Ara menghempaskan tubuhnya disamping sofa dekat adiknya, yang tak lain adalah Reval. Sambil mengikuti tontonan yang Adiknya kuasai, terkadang Ara ikut memakan camilan yang Adiknya keluarkan dengan tangan kirinya agar tak sakit.
Reval sendiri menatap Ara sinis, camilannya akan cepat habis jika Kakaknya itu ikut memakannya. Ia mengambil bungkus itu, kemudian mendekapnya tanpa niatan untuk bagi-bagi.

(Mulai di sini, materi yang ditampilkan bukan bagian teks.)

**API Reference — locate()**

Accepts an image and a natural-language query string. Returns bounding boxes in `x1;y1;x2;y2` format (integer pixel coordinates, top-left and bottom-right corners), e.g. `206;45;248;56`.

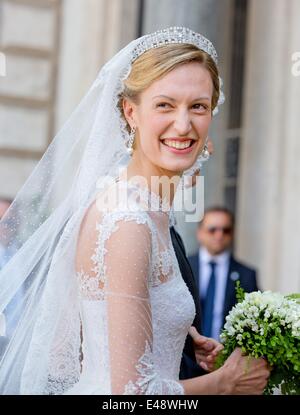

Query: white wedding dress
64;181;195;395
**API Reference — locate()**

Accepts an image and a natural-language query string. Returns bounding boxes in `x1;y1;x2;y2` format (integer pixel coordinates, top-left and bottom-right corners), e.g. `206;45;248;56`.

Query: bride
0;27;269;394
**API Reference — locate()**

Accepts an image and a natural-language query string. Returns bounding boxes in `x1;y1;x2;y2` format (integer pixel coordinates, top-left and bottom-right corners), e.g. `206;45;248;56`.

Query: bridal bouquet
217;281;300;395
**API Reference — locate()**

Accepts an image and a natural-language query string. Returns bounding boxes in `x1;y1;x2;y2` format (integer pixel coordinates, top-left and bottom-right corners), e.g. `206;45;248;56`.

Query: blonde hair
118;43;220;131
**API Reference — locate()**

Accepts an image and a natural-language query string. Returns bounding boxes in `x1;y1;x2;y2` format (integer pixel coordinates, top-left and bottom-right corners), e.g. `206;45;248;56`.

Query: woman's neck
124;158;181;206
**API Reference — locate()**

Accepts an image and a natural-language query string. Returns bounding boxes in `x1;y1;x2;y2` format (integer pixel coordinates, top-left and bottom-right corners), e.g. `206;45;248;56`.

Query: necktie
203;261;216;337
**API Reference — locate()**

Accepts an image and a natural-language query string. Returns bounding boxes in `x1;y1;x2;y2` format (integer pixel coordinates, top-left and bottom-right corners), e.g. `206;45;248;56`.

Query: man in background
189;206;258;340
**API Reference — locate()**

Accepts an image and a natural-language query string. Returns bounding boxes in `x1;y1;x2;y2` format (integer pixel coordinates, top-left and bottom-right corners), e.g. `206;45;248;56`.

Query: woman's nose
174;110;192;135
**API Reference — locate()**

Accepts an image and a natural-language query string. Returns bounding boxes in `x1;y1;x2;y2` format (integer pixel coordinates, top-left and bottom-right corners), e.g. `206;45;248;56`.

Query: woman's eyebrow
152;95;210;102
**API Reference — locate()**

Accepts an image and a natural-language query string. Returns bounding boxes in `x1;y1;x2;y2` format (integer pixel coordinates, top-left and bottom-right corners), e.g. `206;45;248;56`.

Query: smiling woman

"Pelit lo!" semprot Ara yang tak terima, ia ingin merebut camilan itu namun ia tak bisa. Ahasil ia memilih untuk diam, dan ikut menyaksikan tayangan yang sedang terpampang dilayar televisi.
Reval sendiri membuang bungkus itu, lalu menatap Ara yang yang nampak fokus dengan tayangannya. Sudah tak ada lagi camilan yang tersisa, karena semuanya sudah masuk kedalam perutnya.

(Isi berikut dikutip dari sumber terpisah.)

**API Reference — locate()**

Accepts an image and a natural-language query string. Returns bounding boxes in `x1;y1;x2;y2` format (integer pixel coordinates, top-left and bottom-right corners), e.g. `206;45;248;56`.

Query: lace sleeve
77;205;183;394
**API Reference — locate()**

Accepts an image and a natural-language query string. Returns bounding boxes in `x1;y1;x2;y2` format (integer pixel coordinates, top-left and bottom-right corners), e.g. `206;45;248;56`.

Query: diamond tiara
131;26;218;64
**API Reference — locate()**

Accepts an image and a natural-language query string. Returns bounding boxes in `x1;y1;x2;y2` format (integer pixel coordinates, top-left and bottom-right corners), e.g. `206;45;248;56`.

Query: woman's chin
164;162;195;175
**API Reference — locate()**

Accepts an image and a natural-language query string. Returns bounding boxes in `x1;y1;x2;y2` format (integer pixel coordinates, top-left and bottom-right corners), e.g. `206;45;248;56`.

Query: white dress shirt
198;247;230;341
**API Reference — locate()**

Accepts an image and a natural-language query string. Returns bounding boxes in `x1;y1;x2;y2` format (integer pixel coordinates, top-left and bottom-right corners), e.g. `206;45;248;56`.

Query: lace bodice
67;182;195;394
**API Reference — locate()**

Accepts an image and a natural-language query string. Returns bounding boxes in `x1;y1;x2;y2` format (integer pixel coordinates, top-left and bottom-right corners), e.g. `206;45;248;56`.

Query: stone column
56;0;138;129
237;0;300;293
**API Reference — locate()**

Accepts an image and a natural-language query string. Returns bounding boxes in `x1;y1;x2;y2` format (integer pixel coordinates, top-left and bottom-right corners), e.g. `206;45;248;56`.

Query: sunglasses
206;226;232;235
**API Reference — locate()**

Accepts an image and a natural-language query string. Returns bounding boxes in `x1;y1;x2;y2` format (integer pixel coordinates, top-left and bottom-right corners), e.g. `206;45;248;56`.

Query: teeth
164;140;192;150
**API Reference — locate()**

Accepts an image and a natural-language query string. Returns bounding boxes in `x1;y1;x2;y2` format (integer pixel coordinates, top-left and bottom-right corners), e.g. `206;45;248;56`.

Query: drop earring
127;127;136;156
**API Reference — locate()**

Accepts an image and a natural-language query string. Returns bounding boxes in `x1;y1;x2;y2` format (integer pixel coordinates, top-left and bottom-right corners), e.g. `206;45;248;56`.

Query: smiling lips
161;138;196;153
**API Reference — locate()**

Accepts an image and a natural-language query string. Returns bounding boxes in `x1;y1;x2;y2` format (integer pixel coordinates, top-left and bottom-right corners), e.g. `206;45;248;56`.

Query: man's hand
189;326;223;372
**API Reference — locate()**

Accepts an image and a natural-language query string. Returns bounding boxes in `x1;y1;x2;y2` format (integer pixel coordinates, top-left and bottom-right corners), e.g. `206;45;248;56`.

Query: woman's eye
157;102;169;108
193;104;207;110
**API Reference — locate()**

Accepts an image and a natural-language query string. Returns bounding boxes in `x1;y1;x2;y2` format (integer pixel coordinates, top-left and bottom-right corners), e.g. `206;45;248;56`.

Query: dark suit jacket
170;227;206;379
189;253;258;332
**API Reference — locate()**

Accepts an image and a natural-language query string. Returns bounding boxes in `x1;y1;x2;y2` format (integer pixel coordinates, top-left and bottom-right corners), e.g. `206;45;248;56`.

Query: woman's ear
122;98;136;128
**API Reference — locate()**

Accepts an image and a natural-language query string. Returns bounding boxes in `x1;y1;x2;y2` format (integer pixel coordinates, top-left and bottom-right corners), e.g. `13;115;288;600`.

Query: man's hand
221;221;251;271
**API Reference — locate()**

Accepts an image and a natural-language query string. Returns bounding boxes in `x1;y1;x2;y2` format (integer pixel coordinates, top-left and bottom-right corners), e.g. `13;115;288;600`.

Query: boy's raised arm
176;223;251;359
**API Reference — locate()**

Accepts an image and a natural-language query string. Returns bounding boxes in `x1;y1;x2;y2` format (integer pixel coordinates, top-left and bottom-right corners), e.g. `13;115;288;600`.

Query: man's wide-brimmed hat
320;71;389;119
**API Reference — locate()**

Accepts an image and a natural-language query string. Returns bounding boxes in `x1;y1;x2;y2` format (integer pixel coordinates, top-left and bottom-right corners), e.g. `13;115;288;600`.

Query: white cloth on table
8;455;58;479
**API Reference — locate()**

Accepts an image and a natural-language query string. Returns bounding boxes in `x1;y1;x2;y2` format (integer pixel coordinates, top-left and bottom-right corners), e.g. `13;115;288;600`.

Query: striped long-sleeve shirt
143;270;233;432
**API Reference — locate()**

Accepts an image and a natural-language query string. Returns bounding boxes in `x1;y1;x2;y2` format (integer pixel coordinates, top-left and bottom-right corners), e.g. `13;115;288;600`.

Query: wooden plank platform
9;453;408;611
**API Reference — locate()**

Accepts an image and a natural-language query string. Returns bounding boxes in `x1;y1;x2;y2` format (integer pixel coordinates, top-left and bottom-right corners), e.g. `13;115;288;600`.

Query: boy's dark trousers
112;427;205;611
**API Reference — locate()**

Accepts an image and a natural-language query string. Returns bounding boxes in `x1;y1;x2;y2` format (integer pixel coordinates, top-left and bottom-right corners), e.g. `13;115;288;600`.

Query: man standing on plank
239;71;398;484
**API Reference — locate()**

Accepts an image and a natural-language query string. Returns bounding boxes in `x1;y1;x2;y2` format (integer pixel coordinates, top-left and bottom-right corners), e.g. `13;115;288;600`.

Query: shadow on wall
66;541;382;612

"Ar, tangan kanan lo kenapa?" Reval bertanya dengan penuh bingung. Pasalnya ia heran dengan telapak tangannya yang terbungkus perban.
"Gue Kakak lo, nggak sopan banget lo manggil gue." sindir Ara dengan tatapan yang masih fokus terhadap televisi.

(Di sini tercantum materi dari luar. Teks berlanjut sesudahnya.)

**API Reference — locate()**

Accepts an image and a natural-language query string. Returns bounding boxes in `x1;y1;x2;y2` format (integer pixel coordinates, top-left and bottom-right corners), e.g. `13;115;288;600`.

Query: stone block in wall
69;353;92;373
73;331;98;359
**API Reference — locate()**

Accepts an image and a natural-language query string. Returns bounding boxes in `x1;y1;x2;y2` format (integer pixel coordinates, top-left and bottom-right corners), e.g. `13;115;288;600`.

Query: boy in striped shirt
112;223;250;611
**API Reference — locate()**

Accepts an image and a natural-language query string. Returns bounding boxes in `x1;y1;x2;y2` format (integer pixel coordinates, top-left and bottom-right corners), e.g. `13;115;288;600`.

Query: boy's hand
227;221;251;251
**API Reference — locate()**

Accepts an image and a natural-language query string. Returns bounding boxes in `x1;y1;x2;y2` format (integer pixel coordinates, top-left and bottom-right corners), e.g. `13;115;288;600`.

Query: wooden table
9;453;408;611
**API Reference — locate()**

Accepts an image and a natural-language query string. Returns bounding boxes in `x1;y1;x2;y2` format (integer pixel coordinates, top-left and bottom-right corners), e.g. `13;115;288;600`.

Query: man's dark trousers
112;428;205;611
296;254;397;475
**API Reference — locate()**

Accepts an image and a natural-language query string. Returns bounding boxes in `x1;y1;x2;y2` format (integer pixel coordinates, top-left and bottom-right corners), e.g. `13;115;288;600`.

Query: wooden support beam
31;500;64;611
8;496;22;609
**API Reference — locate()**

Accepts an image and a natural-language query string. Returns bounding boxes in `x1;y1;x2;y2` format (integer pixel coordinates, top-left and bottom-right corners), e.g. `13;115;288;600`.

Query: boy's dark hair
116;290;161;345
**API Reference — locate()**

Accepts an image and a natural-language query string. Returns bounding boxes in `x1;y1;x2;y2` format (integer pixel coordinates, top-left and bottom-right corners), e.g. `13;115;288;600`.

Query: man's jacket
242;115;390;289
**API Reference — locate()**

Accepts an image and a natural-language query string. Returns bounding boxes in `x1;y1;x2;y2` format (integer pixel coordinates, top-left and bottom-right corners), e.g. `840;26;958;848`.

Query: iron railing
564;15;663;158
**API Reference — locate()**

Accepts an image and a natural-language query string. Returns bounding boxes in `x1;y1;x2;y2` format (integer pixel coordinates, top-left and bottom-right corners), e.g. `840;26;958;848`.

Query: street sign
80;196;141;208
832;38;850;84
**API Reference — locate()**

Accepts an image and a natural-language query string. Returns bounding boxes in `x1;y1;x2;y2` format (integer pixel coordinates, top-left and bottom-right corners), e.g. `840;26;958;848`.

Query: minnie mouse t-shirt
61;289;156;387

Reval mendengus. Buang napas, hembuskan! Mungkin itu yang Reval lakukan untuk beberapa saat, lalu kembali menatap Ara dengan setengah bertanya.
"Kak gue tanya sama lo. Itu tangan lo kenapa?"
Ara menatap Reval dengan tatapan mengintimidasi. "Tumben lo panggil gue Kakak? Terus itu kalau bukan lagi nanya apa?"
Reval mengepalkan kedua tangannya. Kesal? Pasti. Maunya apasih Kakaknya itu, ladahal dengan penuh keseriusan dan hati-hat, ia bertanya secara baik-baik.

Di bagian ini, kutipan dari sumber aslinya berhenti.